Hypericum qinlingense

Scientific classification
- Kingdom: Plantae
- Clade: Tracheophytes
- Clade: Angiosperms
- Clade: Eudicots
- Clade: Rosids
- Order: Malpighiales
- Family: Hypericaceae
- Genus: Hypericum
- Subgenus: Hypericum subg. Hypericum
- Section: Hypericum sect. Elodeoida
- Species: H. qinlingense
- Binomial name: Hypericum qinlingense X.C.Du & Y.Ren

= Hypericum qinlingense =

- Genus: Hypericum
- Species: qinlingense
- Authority: X.C.Du & Y.Ren

Species of flowering plant in St John's wort family

Hypericum qinlingense is a species of flowering plant in the St. John's wort family Hypericaceae. It is a perennial herb native to the Shaanxi province of China that grows up to 40 centimeters tall. The species has a rosette at its base, stiff and papery leaves, a flower cluster consisting of two parallel branches, and yellow-brown stripes of glands on its sepals and petals. It is similar in appearance to H. elodeoides, H. petiolatum, and species of section Adenosepalum that are native to China. H. qinlingense can be found on exposed slopes, roadsides, and in forests of oak, birch, and fir trees.

== Description ==
Hypericum qinlingense is a perennial herb that grows 30–40 centimeters tall. It has one or several stems that arise from a rosette at the base of the plant. The stems have a circular cross-section and are mostly smooth, with glandular spots and stripes. The length between leaf nodes is 1–4.5 cm, and the leaf stalks are 0.1 cm long. The leaves are stiff and have a papery texture. Leaves on the main stems are 1.3–2.9 cm long and 0.5–1.0 wide, while those on the branches are smaller, 0.6–1.0 cm long and 0.2–0.3 cm wide.
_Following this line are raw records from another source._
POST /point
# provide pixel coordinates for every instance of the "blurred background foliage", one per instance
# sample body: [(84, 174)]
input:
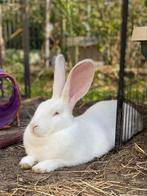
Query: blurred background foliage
[(97, 19)]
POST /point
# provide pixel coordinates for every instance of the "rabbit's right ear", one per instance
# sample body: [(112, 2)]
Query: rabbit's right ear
[(59, 76)]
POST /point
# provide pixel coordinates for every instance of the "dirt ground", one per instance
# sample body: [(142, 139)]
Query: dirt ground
[(117, 173)]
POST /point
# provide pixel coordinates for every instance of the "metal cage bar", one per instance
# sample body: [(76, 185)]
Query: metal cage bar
[(120, 100)]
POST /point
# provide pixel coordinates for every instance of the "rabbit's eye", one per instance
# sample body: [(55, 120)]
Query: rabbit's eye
[(56, 113)]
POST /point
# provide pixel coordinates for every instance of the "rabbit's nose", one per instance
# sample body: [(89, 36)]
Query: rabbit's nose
[(34, 126)]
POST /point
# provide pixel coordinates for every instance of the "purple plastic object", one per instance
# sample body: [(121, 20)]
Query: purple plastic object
[(8, 111)]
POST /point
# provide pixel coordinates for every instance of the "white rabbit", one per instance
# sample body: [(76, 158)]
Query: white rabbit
[(54, 138)]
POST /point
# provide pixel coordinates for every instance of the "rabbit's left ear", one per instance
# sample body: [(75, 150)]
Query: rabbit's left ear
[(59, 75), (78, 82)]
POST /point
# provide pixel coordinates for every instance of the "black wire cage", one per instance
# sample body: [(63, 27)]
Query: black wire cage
[(129, 90)]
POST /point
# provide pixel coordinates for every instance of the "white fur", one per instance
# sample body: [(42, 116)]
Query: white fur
[(56, 141)]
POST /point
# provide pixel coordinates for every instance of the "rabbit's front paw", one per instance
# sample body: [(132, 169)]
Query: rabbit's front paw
[(27, 162), (47, 166)]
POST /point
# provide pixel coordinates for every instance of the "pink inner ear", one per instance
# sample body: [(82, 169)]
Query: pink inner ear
[(80, 82)]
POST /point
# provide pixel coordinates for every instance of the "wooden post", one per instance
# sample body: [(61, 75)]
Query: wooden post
[(2, 49), (48, 29), (25, 40)]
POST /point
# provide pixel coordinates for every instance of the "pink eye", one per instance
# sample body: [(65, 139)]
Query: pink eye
[(56, 113)]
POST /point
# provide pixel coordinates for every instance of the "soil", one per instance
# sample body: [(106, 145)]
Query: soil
[(117, 173)]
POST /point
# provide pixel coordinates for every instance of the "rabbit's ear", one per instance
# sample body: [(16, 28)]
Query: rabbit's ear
[(59, 76), (78, 82)]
They have light colored glands on their surface and black glands around the edges.

The flower cluster (inflorescence) of the species is a cyme consisting of two parallel branches (dichasium). The bracts are lance-shaped and 0.3–0.5 cm long. The flowers are yellow and roughly 0.8 cm wide, with a persistent perianth. The five sepals are lance-shaped and 0.3–0.4 cm long, and have yellow-brown stripes of glands from the base to the tip and black glands along their edges. There are five petals which are linear in shape and 0.4–0.6 cm long, with similar stripes of glands to the sepals, but black glands only at the tip. There are three bundles of stamens in groups of 10–12, each of which are around 0.4 cm long. The ovary is an ovoid shape, around 0.4 cm long by 0.3 cm wide, and has three styles roughly one-third of its length. The seed capsules are an oval shape and split open when dry, with yellow-brown glands and around 180 seeds inside. The seeds are 0.06 cm long and are pitted like a honeycomb.
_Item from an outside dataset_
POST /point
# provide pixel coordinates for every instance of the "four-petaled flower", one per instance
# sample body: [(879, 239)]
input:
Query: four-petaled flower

Hypericum qinlingense is similar to H. elodeoides, especially in that the flower clusters of the two species are the same shape. It can be told apart by the black glands at the base of its bracts, having fewer stamens per bundle, and the smaller size of many of its flower parts.

== Taxonomy ==
The species was first collected in 2001 by botanists Xi Chun Du and Yi Ren, who designated a holotype and five paratypes. Hypericum qinlingense was formally described by Du and Ren in 2005. They made comparisons between H. qinlingense and Hypericum elodeoides, as well as other Chinese species of section Adenosepalum. The taxon was not considered its own species in the 2007 edition of Flora of China, but was instead listed as a synonym of Hypericum petiolatum subsp. yunnanense. In the final volume of a monograph of the genus Hypericum by botanist Norman Robson, H. qinlingense was proposed to be an "extreme form" of H. petiolatum subsp. yunnanese, instead of a synonym of that taxon. Robson cited the much shorter length of the styles of H. qinlingense and the different arrangement and color of its glands as reasons for the differentiation. In the 2013 online version of Robson's monograph, H. qinlingense was placed into section Elodeoida. Under that arrangement, the placement of the species within the genus would appear as such:

Hypericum

 Hypericum sect. Elodeoida
 H. austroyunnanicum – H. elodeoides – H. hubeiense – H. kingdonii – H. petiolulatum – H. qinlingense – H. seniawinii

== Distribution, habitat, and ecology ==
Hypericum qinlingense has only been recorded from the Yang County of Shaanxi Province in China, on the southern slope of Mount Qinling. It is found in areas with a temperate biome. The habitat of the species is on exposed slopes, roadsides, and forested areas at elevations of 1320–2450 meters. The forests where the species is found consist of either deciduous oak trees or coniferous birch and fir trees.